Saturday 26 May 2018

Ansible delegate_to

In this post, we will see the use of Ansible delegation using delegate_to


Purpose:

By default, on remote configure machine, Ansible run the task all at once. Consider the situation where task is based on status / output of a certain command on another machine. For example, if we are doing patching a package on a machine and you need to continue until a certain file is available on another machine. This can be achieved in Ansible using the delegation option.

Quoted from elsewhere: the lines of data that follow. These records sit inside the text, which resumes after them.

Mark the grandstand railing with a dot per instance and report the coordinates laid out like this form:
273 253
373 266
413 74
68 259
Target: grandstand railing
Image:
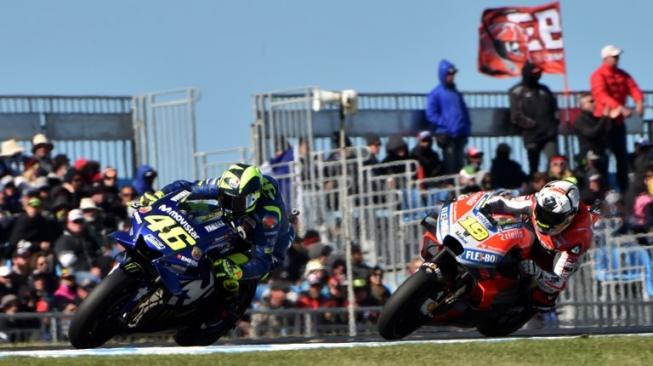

As the terminology indicates, through Ansible delegate option we can configure to run a task on a different host (and not the default one) than the one that is being configured using the delegate_to key. The module will still run once for every machine, but instead of running on the target machine, it will run on the delegated host. The facts available will be the ones applicable to the current host. 


Code Example / Playbook using Ansible delegate:

[root@server1 delegate]# cat delegation-playbook.yml
---
- hosts: cent
 
  tasks:
    - name: Install zenity
      action: yum name=zenity state=installed
    - name: configure zenity
      action: template src=hosts dest=/tmp/zenity.conf
    - name: Tell Master
      action: shell echo "{{ansible_fqdn}} done" >> /tmp/list
      delegate_to: 172.16.202.99

We have defined multiple tasks to install zenity, configure zenity and the last task is to echo command on the delegate machineof different IP address.  Ansible-playbook will delegate the last task to the IP address 172.16.202.99. 

Once we run the playbook we can see the following:

[root@server1 delegate]# ansible-playbook delegation-playbook.yml

PLAY [cent] *******************************************************************

GATHERING FACTS ***************************************************************
ok: [172.16.202.96]

TASK: [Install zenity] ********************************************************
changed: [172.16.202.96]

TASK: [configure zenity] ******************************************************
changed: [172.16.202.96]

TASK: [Tell Master] ***********************************************************
changed: [172.16.202.96 -> 172.16.202.99]

PLAY RECAP ********************************************************************
172.16.202.96              : ok=4    changed=3    unreachable=0    failed=0  

Now we can check the remote machine 172.16.202.99 for the file created.

root@ubuntu:/home/vagrant# cat /tmp/list
dev.foohost.vm done

Thats all for usage of Ansible delegation using delegate_to.